O governo Lula subiu o tom contra Donald Trump nesta quarta-feira (16) e classificou como “sem respaldo em sua parte dispositiva” a crítica dos Estados Unidos ao combate brasileiro ao PCC e ao Comando Vermelho. Em nota do Ministério da Justiça e Segurança Pública (MJSP), o governo afirma que o Brasil nem sequer integra a lista anual de 23 países classificados por Washington como maiores produtores ou rotas de trânsito de drogas e rejeita “quaisquer alegações” de falhas ou omissões no enfrentamento ao crime organizado transnacional.

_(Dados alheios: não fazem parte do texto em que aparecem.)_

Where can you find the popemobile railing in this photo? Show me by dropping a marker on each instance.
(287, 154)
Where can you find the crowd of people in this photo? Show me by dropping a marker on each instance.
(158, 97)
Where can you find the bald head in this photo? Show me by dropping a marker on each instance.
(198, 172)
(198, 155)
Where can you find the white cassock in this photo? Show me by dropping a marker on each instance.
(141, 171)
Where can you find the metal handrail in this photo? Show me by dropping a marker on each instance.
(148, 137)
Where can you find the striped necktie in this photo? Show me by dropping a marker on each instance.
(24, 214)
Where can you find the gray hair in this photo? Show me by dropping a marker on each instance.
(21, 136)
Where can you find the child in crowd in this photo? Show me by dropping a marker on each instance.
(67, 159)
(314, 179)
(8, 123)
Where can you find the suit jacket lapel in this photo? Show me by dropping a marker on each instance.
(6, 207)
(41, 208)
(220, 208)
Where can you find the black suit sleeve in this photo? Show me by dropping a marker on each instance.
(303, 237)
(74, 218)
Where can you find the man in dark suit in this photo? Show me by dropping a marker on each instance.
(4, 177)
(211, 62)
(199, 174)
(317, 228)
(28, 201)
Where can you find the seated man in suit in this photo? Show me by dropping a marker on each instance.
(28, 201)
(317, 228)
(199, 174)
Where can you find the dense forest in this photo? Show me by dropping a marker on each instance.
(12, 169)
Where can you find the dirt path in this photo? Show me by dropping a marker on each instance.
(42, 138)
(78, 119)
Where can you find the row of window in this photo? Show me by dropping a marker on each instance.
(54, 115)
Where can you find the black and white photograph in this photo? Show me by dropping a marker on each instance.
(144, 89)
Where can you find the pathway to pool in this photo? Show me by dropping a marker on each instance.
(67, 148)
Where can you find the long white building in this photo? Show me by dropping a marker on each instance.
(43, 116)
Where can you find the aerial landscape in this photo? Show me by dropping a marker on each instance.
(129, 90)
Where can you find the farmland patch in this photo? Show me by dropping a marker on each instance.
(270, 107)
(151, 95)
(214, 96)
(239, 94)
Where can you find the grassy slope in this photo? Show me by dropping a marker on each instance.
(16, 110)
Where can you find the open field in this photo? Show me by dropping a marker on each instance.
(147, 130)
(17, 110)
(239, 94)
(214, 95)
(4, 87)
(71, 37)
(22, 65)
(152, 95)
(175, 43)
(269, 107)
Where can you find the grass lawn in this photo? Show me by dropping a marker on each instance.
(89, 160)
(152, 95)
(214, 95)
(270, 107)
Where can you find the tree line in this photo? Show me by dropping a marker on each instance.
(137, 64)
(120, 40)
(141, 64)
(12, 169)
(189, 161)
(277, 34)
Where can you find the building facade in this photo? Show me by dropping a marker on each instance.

A resposta mira diretamente a estrutura do documento enviado pela Casa Branca ao Congresso estadunidense em 15 de setembro. Segundo o MJSP, a referência negativa ao Brasil aparece apenas na parte narrativa e não corresponde à categoria jurídica usada pelos Estados Unidos para apontar descumprimento formal das obrigações de combate às drogas. Para o governo brasileiro, trata-se de uma “manifestação circunstancial”, sem efeito na parte dispositiva do documento.
Trump havia afirmado que o Brasil “falhou em confrontar” PCC e Comando Vermelho e acusou as facções de transformar o país em um centro do fluxo global de cocaína. Antes da divulgação da resposta oficial, integrantes do Ministério da Justiça e da Polícia Federal avaliaram que a ofensiva americana tinha caráter político-eleitoral, ressaltando que o Brasil ficou fora tanto da relação formal dos principais países produtores ou de trânsito quanto da classificação de governos que teriam “falhado de forma demonstrável”.

O Ministério da Justiça afirma ainda que a posição americana ignora medidas adotadas pelo governo Lula contra as facções. A nota cita a Lei Antifacção, sancionada em março, com aumento de penas para chefes de organizações criminosas e instrumentos voltados ao bloqueio de suas estruturas financeiras, além do Programa Brasil contra o Crime Organizado, lançado em maio. Segundo o governo, forças federais realizaram dezenas de milhares de operações que provocaram bilhões de reais em prejuízo a grupos criminosos.
Além disso, o governo cobrou Washington ao lembrar que Lula entregou pessoalmente a Trump, em 7 de maio, uma proposta para ampliar ações conjuntas contra lavagem de dinheiro, tráfico de armas e crime organizado, além do compartilhamento de inteligência. “Até o momento, permanecemos no aguardo da possível resposta do governo dos EUA”, afirma a nota. A manifestação contrapõe a acusação americana à ausência de resposta a uma iniciativa apresentada pelo próprio presidente brasileiro.
No mesmo dia da resposta, as Forças Integradas de Combate ao Crime Organizado realizaram uma operação nacional com 173 mandados de busca e apreensão e 106 prisões determinadas em ações coordenadas pela Polícia Federal. As decisões judiciais também impuseram bloqueios, sequestros e restrições patrimoniais superiores a R$ 508 milhões contra grupos investigados por tráfico de drogas e armas, lavagem de dinheiro, homicídios e outros crimes.
O MJSP encerra a resposta afirmando que o combate ao crime organizado continuará sendo conduzido com inteligência, investigação, integração das forças de segurança e cooperação internacional. Ao mesmo tempo, ressalta que essa política será executada “de forma soberana e coordenada”, transformando a resposta a Trump também numa defesa da autonomia brasileira na definição de sua estratégia de segurança pública.